I stuck kana flashcards and Dylan Thomas poems to the bathroom walls. I scribbled who knows how many whiteboard notes. I shuffled around in bedroom slippers with mugs of cocoa or tea. I stared at the sickly pastel walls when I couldn't make my problem sets or my next scenes go. I twiddled the furnace dial as if it would do any good. I had a window seat pad made just for the windows there, even though the windows were only wide enough for my butt or [livejournal.com profile] gaaldine's and hardly anyone else's we knew. I got a [livejournal.com profile] gaaldine because of Wahlstrom. And a [livejournal.com profile] the_overqual. And a [livejournal.com profile] markgritter. And a [livejournal.com profile] timprov. And a ton of other people who aren't on lj. When we were squinting at the one aerial photo after the tornado, I utterly panicked, because I couldn't see Wahlstrom in the photo (it was off the edge), and not being able to see it was just one thing too many.

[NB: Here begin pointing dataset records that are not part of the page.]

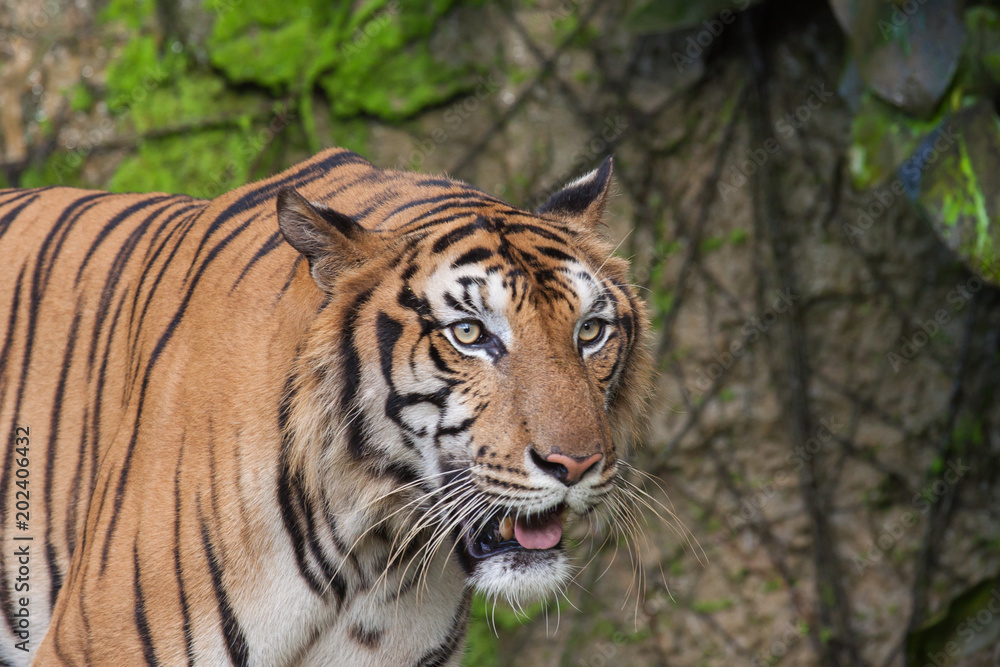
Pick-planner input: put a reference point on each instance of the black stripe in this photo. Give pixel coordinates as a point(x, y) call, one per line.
point(114, 274)
point(236, 643)
point(472, 256)
point(439, 656)
point(178, 567)
point(147, 376)
point(262, 193)
point(356, 443)
point(457, 234)
point(113, 223)
point(519, 227)
point(55, 576)
point(272, 242)
point(289, 492)
point(141, 622)
point(555, 253)
point(188, 223)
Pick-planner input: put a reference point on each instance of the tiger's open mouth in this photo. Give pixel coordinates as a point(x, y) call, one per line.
point(502, 532)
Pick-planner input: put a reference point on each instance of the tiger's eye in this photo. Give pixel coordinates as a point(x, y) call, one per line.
point(590, 331)
point(467, 333)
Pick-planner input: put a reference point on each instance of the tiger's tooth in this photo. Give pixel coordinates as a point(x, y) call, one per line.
point(506, 528)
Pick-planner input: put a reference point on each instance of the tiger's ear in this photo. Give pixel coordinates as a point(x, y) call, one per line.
point(584, 198)
point(331, 241)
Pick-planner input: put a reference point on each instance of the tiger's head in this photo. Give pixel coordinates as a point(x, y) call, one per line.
point(479, 365)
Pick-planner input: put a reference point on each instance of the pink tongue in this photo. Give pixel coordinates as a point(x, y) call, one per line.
point(541, 534)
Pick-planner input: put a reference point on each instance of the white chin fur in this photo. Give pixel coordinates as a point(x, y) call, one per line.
point(523, 577)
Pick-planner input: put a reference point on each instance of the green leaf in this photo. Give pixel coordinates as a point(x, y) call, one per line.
point(970, 622)
point(882, 138)
point(954, 178)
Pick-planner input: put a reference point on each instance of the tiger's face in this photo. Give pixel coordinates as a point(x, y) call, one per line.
point(502, 359)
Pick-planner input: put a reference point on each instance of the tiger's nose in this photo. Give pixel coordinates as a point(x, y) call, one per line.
point(567, 469)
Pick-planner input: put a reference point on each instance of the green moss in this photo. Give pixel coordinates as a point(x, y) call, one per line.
point(711, 606)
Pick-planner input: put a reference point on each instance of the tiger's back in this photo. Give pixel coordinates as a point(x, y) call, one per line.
point(147, 352)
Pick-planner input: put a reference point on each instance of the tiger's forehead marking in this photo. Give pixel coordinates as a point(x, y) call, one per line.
point(489, 270)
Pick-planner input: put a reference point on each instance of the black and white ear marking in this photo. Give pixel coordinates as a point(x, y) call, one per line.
point(313, 229)
point(584, 198)
point(328, 239)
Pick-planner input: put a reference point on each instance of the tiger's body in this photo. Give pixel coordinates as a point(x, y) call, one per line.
point(258, 446)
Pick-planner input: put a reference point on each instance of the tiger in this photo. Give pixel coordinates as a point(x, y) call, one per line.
point(305, 421)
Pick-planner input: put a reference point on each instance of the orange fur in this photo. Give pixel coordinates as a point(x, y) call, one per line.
point(195, 455)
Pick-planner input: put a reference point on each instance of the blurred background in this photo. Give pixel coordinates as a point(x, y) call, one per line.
point(808, 192)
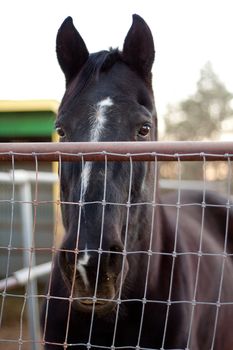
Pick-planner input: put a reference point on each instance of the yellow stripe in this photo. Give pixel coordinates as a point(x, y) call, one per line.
point(28, 105)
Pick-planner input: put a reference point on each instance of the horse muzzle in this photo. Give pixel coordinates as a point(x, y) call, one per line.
point(92, 289)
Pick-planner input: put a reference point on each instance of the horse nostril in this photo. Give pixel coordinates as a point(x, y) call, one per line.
point(116, 248)
point(115, 258)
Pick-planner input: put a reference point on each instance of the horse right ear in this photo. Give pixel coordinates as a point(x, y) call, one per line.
point(71, 49)
point(138, 50)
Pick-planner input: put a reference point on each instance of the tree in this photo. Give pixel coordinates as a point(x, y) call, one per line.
point(200, 116)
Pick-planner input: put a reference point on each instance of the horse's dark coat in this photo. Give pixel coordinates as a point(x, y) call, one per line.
point(125, 78)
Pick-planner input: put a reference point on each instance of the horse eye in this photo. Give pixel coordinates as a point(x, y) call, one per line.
point(60, 131)
point(144, 130)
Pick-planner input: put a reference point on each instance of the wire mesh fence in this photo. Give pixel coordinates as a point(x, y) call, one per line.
point(19, 316)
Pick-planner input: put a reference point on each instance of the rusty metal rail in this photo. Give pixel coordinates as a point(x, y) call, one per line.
point(117, 151)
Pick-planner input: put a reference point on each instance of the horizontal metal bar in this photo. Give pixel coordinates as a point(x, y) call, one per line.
point(117, 151)
point(22, 176)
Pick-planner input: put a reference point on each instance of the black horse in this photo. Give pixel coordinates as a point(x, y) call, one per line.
point(135, 271)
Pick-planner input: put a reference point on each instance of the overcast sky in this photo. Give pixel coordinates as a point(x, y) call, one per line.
point(187, 34)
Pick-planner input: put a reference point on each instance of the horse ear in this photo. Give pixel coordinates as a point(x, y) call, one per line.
point(71, 49)
point(138, 50)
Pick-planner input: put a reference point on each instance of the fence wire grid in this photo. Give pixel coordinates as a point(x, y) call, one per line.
point(21, 297)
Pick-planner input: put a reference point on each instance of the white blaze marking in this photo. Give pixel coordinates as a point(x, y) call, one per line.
point(82, 262)
point(97, 122)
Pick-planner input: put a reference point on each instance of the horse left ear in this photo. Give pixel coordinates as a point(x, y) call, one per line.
point(71, 49)
point(138, 50)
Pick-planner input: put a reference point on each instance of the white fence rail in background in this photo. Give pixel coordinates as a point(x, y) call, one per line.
point(29, 274)
point(25, 179)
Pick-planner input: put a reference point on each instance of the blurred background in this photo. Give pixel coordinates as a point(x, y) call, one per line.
point(193, 41)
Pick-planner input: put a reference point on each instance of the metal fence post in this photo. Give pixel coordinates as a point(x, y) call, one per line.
point(29, 261)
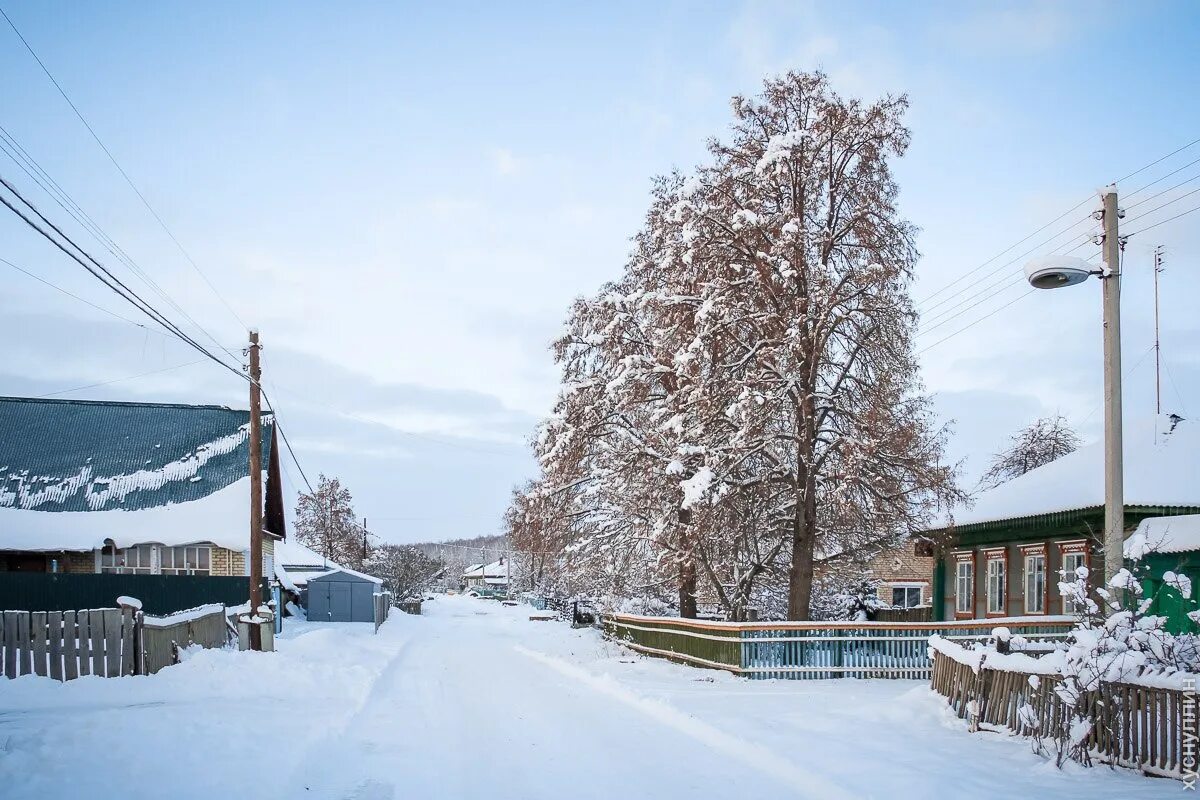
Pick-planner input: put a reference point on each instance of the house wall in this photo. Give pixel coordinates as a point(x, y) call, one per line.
point(903, 566)
point(1014, 576)
point(228, 561)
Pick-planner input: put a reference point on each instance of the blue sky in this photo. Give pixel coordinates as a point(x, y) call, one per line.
point(405, 199)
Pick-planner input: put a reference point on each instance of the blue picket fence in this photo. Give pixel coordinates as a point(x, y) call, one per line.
point(813, 650)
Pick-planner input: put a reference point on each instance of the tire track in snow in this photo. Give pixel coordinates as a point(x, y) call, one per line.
point(807, 783)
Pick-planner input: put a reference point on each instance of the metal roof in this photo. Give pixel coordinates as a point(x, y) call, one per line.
point(65, 455)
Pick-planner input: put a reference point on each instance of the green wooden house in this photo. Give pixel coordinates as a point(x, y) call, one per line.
point(1169, 545)
point(1002, 555)
point(131, 488)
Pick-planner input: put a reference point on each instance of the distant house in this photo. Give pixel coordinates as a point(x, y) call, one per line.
point(132, 488)
point(493, 576)
point(1006, 552)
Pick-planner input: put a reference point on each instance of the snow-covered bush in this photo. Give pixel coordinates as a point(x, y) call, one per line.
point(1115, 641)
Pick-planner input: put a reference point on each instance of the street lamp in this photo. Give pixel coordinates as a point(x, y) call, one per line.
point(1059, 271)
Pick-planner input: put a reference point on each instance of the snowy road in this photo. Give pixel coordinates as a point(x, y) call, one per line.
point(475, 701)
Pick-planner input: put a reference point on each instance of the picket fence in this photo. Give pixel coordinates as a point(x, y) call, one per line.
point(69, 644)
point(810, 650)
point(1140, 727)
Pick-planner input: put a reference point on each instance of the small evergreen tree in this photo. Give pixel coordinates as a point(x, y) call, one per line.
point(325, 523)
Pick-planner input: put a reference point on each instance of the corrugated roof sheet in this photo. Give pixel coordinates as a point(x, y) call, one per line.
point(63, 455)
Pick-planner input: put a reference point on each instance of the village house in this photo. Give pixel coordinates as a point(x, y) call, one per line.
point(131, 488)
point(490, 576)
point(1005, 554)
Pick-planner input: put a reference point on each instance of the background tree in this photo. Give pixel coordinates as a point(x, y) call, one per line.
point(1043, 441)
point(407, 571)
point(325, 522)
point(745, 395)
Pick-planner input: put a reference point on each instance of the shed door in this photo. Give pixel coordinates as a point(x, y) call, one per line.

It's going to sound silly, but my slightly-younger geek friends were in Wahlstrom 202 when I was a senior, and my slightly-older geek friends were in Wahlstrom 202 when I was a freshman, and before I ever got there, Betsy's boyfriend Skippy and the rest of that geek horde were in Wahlstrom 202, and I had a sense of continuity from that. I ended up feeling like every couple of years, the right people would find the right place to be -- geeks in 202, geek stoners in 401, squirrelly freshmen in 205 -- and that was how the world would go.

I didn't have to be part of it any more for it to keep going. I don't want to be part of it any more -- I wouldn't go back to college if you paid me -- but when I was a freshman I opened my window to see Aaron practicing with a staff on the front lawn, and a couple of the senior SCA girls in garb waiting for a ride, and I knew I was home, and it was a kind of home I'd never had before, but I'd wanted it. I'd wanted that kind of home for a very long time by then. And if you were talking about SF while walking down the steps to Wahlstrom, someone you'd seen around but didn't know very well would probably join in, and I wanted all that for someone else. I wanted some other wide-eyed little girl to get to become a grown-up in that kind of place. The world has few enough refuges, and that was one of mine, and I'm not ready for it to be gone.